Thank you for reaching out to us!

Our 3D object tracking algorithms depend on the objects attributes and the parameters you set.

When using our internal models, we know the detected sub-classes and have picked & tuned algorithms accordingly.
But when using custom models (as described in zed-sdk/object detection/custom detector/cpp/tensorrt_yolov5-v6-v8_onnx_internal at master · stereolabs/zed-sdk · GitHub for example), you’ll have the possibility to influence the tracking with the CustomObjectDetectionProperties in the CustomObjectDetectionRuntimeParameters.

Internally we use a combination of 2D matching (using the image only) and 3D matching (using the 3D bounding box) for the association between the current visible object and the tracked ones.

For the attribute tracked, we track the position, dimensions and velocities of the object to better represent the actual state of the tracked object.

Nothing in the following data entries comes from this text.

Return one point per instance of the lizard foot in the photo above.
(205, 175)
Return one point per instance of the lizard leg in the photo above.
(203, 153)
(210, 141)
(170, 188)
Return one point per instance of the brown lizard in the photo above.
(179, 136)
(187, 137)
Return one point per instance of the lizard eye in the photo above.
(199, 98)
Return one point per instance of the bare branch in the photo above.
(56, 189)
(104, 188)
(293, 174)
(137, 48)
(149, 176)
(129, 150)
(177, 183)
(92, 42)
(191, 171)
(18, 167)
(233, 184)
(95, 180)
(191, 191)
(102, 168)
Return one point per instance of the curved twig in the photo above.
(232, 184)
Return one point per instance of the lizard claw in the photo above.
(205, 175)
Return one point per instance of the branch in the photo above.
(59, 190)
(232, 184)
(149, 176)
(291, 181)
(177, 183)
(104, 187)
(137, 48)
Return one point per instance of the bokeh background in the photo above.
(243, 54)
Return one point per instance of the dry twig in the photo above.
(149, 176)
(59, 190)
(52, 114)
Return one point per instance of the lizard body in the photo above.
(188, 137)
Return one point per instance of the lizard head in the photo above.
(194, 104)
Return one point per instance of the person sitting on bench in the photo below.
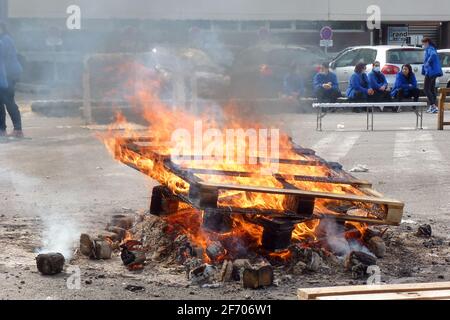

I hope this clarifies your question!

Thanks! A quick follow-up question: for getting the 3D bounding box, is the ZED just taking the 2D bounding box pixel coordinates and getting their physical 3D coordinates using the point cloud/depth map?

You’re welcome!

Yes, we rely on a smart use of the depth estimation to get the 3D information from the 2D bounding box

@LuckyJ Hi! When you say the ZED SDK internally uses 2D matching and 3D matching for data association, do you mean that ZED SDK “predicts” where the current 2D bounding box and 3D bounding box will be at in the next frame, and matches it with what is actually observed in the next frame?